[Corpora-List] Summary: Corpus with restricted vocabulary

From: Klebanov Beata (beata@cs.huji.ac.il)
Date: Tue Jan 27 2004 - 10:19:26 MET

  • Next message: Staffan Hermansson: "[Corpora-List] Sentence ambiguator/splitter"

    Dear Corpora members,

    This is a summary of replies I received to my query from 18 Jan:

    >
    > For my research on textual manifestations of common knowledge, I am
    > looking for a corpus of short English texts based on restricted vocabulary
    > (up to ~500 different NP, VP heads), to be used for training machine
    > learning tools sensitive to vocabulary size.

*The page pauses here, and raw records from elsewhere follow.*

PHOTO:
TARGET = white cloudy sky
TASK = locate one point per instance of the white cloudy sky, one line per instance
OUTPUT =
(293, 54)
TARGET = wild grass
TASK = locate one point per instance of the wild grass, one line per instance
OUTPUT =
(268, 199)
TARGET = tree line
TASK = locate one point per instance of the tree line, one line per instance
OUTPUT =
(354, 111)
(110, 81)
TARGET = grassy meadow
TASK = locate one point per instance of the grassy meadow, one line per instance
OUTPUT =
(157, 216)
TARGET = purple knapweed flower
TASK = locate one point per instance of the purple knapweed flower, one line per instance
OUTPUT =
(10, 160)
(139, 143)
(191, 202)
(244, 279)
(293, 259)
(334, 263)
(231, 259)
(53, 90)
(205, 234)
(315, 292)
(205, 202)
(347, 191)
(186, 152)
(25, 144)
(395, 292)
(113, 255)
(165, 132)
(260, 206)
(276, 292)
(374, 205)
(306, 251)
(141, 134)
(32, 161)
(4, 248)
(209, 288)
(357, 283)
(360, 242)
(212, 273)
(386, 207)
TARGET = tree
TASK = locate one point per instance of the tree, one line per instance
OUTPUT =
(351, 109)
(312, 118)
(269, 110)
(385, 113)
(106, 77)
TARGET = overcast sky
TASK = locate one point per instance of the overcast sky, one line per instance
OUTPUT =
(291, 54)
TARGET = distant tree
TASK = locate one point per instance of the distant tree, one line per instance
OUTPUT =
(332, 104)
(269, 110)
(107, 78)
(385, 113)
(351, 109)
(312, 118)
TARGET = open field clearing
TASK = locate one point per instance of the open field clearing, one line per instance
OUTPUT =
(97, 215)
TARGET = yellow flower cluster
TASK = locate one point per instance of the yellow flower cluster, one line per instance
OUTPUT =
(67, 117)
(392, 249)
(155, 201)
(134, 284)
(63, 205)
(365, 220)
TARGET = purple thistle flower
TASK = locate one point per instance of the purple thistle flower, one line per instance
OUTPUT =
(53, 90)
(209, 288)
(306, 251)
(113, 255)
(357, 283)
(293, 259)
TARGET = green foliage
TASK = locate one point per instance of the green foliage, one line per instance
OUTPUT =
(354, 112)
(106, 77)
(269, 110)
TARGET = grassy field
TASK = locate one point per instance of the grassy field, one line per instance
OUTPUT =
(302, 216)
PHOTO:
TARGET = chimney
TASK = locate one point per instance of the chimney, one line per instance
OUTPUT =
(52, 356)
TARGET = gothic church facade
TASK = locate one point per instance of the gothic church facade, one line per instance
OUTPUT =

    I would like to thank Brett Reynolds, Eric Atwell, Joel Walters and Andrew
    Harley for providing pointers.

    Here is the summary of replies:

    (1) Andrew Harley <aharley@cambridge.org>
    from Cambridge University Press suggested using
    learner's dictionaries that have definitions based on restricted vocabulary;
    for example, Cambridge learner dictionary that can be licensed. More info here:
    http://dictionary.cambridge.org/researchers.htm

    He also suggested using ELT readers at different levels that might meet
    the restricted vocabulary requirement. The first level restricts the
    vocabulary to 400 headwords; at his level, there are 6 books of about 30
    pages including pictures. It is possible to view samples from the readers
    here: http://publishing.cambridge.org/ge/elt/readers/26777/
    Readers have not yet been licensed for use as a corpus, but
    Andrew Harley thinks it might be possible if there is a demand and if the
    authors agree.

    In a similar spirit, Brett Reynolds <brett@forsyths.ca> suggested Oxford
    Bookworms Series of Graded Readers; more information can be found here:
    http://www.oup.com/elt/global/catalogue/readers/
    Some short samples are available from the site.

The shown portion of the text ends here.